Like principles in general, the principles of problem solving have considerable content which is not immediately evident, primarily because of the very simplicity of the statements. The content will become more apparent as you work with the principles.
When first introducing principles in any subject matter new to the reader, it is necessary to use very simple examples, such as our first puzzle. Be assured that these simple examples are solely for the purpose of illustrating principles which are essential to working with more complex situations. Do not fail to use the principles of solving problems just because these simple examples might be solved "in your head." Practice has to be done on the simple cases so the process will come easily on the more challenging ones.
The structure of a more complex problem solution is illustrated by the following schematic diagram.
The banana puzzle also provides an opportunity to set aside some common fallacies about problem solving.
One of these fallacies concerns "given material." The student is often advised to list what is given and what is unknown in a problem. To do that with this puzzle would show the uselessness of that advice. It is time-consuming and is not informative.

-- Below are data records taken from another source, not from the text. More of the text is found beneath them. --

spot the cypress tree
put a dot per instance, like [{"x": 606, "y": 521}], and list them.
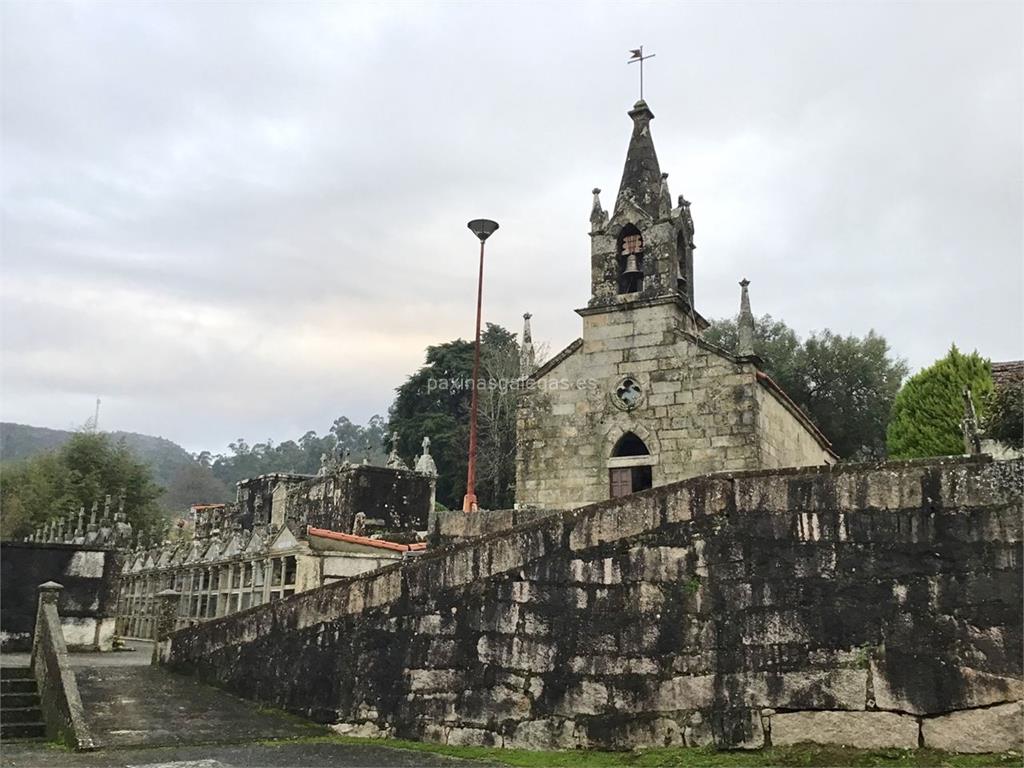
[{"x": 929, "y": 408}]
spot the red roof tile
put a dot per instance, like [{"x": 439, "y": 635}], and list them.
[{"x": 366, "y": 541}]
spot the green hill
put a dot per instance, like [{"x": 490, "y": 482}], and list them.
[{"x": 185, "y": 480}]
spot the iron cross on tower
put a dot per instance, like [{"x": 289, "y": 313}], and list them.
[{"x": 639, "y": 56}]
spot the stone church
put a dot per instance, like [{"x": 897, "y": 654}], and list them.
[{"x": 642, "y": 399}]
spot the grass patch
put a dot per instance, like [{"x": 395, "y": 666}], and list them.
[{"x": 802, "y": 756}]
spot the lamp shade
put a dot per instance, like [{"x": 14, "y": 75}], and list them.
[{"x": 482, "y": 228}]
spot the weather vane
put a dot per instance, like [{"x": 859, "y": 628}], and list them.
[{"x": 639, "y": 56}]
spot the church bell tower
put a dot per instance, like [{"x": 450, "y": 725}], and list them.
[{"x": 643, "y": 254}]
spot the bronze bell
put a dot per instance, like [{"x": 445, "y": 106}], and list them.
[{"x": 632, "y": 267}]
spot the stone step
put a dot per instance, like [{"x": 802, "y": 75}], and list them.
[
  {"x": 22, "y": 715},
  {"x": 17, "y": 686},
  {"x": 9, "y": 731},
  {"x": 18, "y": 699},
  {"x": 15, "y": 673}
]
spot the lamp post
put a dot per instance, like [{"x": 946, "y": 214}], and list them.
[{"x": 482, "y": 228}]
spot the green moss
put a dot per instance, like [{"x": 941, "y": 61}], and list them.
[{"x": 801, "y": 756}]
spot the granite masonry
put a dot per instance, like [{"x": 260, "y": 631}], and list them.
[
  {"x": 285, "y": 534},
  {"x": 89, "y": 576},
  {"x": 641, "y": 399},
  {"x": 870, "y": 605}
]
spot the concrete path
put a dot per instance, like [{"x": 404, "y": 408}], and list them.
[
  {"x": 138, "y": 653},
  {"x": 280, "y": 755},
  {"x": 146, "y": 717},
  {"x": 151, "y": 707}
]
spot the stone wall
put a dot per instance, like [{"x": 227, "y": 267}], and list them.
[
  {"x": 869, "y": 605},
  {"x": 88, "y": 601},
  {"x": 699, "y": 411},
  {"x": 782, "y": 439},
  {"x": 455, "y": 526},
  {"x": 393, "y": 500}
]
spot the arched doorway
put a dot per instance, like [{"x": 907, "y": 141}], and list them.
[{"x": 629, "y": 466}]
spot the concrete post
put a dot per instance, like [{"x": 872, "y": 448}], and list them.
[
  {"x": 166, "y": 613},
  {"x": 48, "y": 594}
]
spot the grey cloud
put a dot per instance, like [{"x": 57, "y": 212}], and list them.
[{"x": 233, "y": 221}]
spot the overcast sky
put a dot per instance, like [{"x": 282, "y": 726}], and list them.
[{"x": 235, "y": 219}]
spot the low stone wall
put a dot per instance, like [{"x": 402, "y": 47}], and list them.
[
  {"x": 454, "y": 526},
  {"x": 88, "y": 602},
  {"x": 58, "y": 696},
  {"x": 865, "y": 605}
]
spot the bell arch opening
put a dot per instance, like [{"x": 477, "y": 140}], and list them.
[
  {"x": 630, "y": 260},
  {"x": 630, "y": 444},
  {"x": 624, "y": 480}
]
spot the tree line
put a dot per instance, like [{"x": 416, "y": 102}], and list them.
[{"x": 854, "y": 388}]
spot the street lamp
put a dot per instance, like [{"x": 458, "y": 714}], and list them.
[{"x": 482, "y": 228}]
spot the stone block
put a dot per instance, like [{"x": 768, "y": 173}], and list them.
[
  {"x": 991, "y": 729},
  {"x": 904, "y": 689},
  {"x": 549, "y": 733},
  {"x": 689, "y": 692},
  {"x": 586, "y": 697},
  {"x": 473, "y": 737},
  {"x": 863, "y": 730}
]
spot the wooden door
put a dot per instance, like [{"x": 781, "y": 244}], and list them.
[{"x": 621, "y": 481}]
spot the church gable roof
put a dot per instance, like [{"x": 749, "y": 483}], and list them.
[{"x": 555, "y": 361}]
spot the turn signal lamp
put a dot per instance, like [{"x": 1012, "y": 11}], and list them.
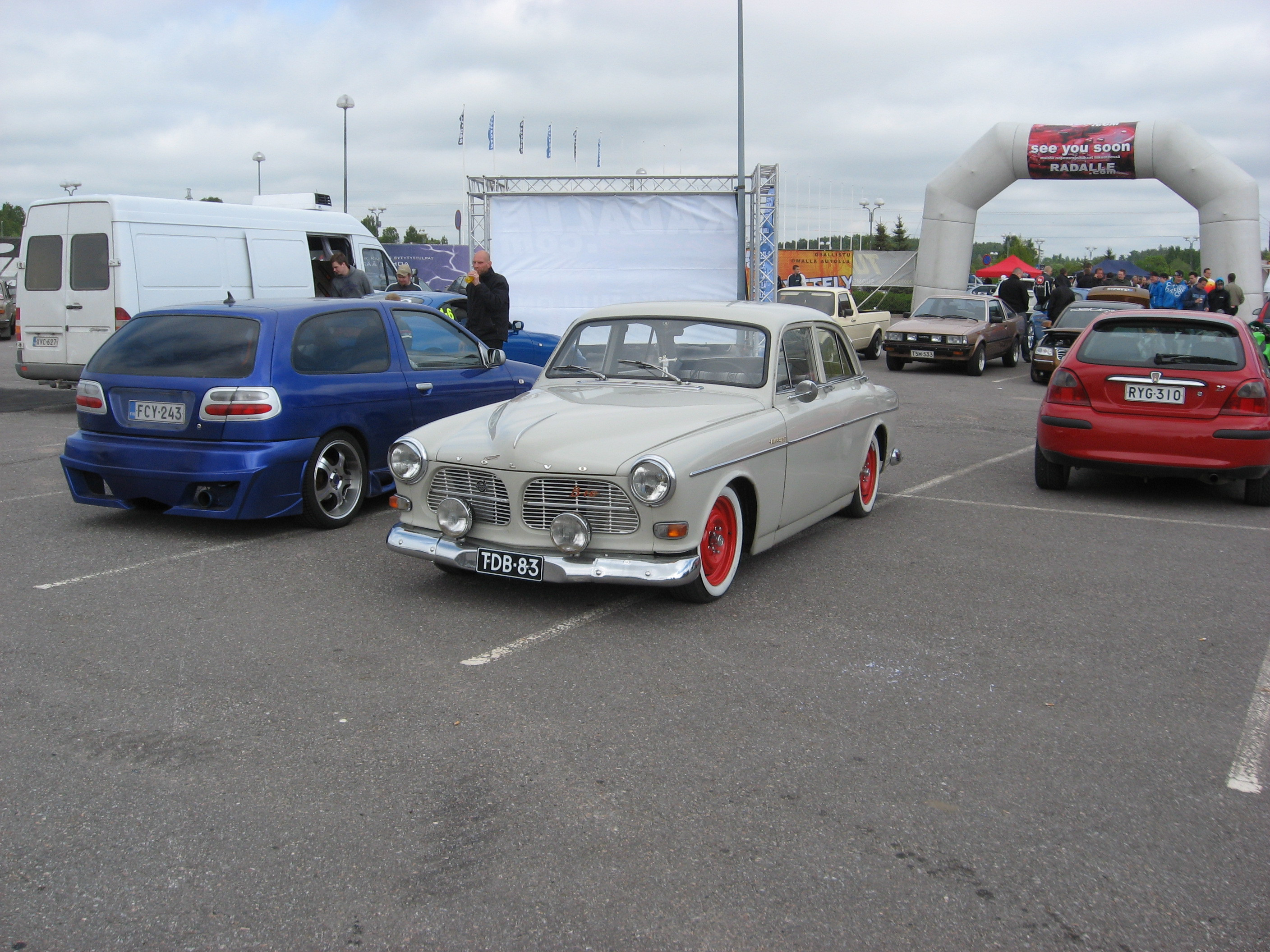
[
  {"x": 1066, "y": 388},
  {"x": 1247, "y": 400}
]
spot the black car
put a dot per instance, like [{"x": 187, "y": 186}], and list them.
[{"x": 1049, "y": 353}]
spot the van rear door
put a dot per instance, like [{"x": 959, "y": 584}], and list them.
[
  {"x": 41, "y": 293},
  {"x": 280, "y": 265},
  {"x": 89, "y": 293}
]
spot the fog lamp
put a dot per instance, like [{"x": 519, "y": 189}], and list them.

We need only seek out what is ASKED FOR, ignoring all else in the beginning step. That step provides a rapid and reliable means of starting and continuing a problem solution.
Another problem solving fallacy is: "Completely understand the problem before trying to solve it." The banana problem and many, many others deny the usefulness of such methods.
"Completely understand the problem before trying to solve it" is quite common in various publications about problem solving. It is easily the most devastating of the problem-solving instructions a novice receives. "Completely understand the problem before trying to solve it" is a way of saying, "Solve the problem before you solve the problem." The short term memory is not up to such a task on any but the most trivial problems.
It is not meaningful to require that a problem be understood before solving it. What does need to be understood clearly at the beginning of any problem is, "What does the problem ASK FOR?"
The understanding of the problem, and the subject matter concepts used in it, develops as the problem is solved. It is the process of solving the problem that brings about the understanding. A problem that is understood is no longer a problem. When you understand it, you have the solution.
In order to solve a problem, a goal must be established, namely: What does the problem ASK FOR?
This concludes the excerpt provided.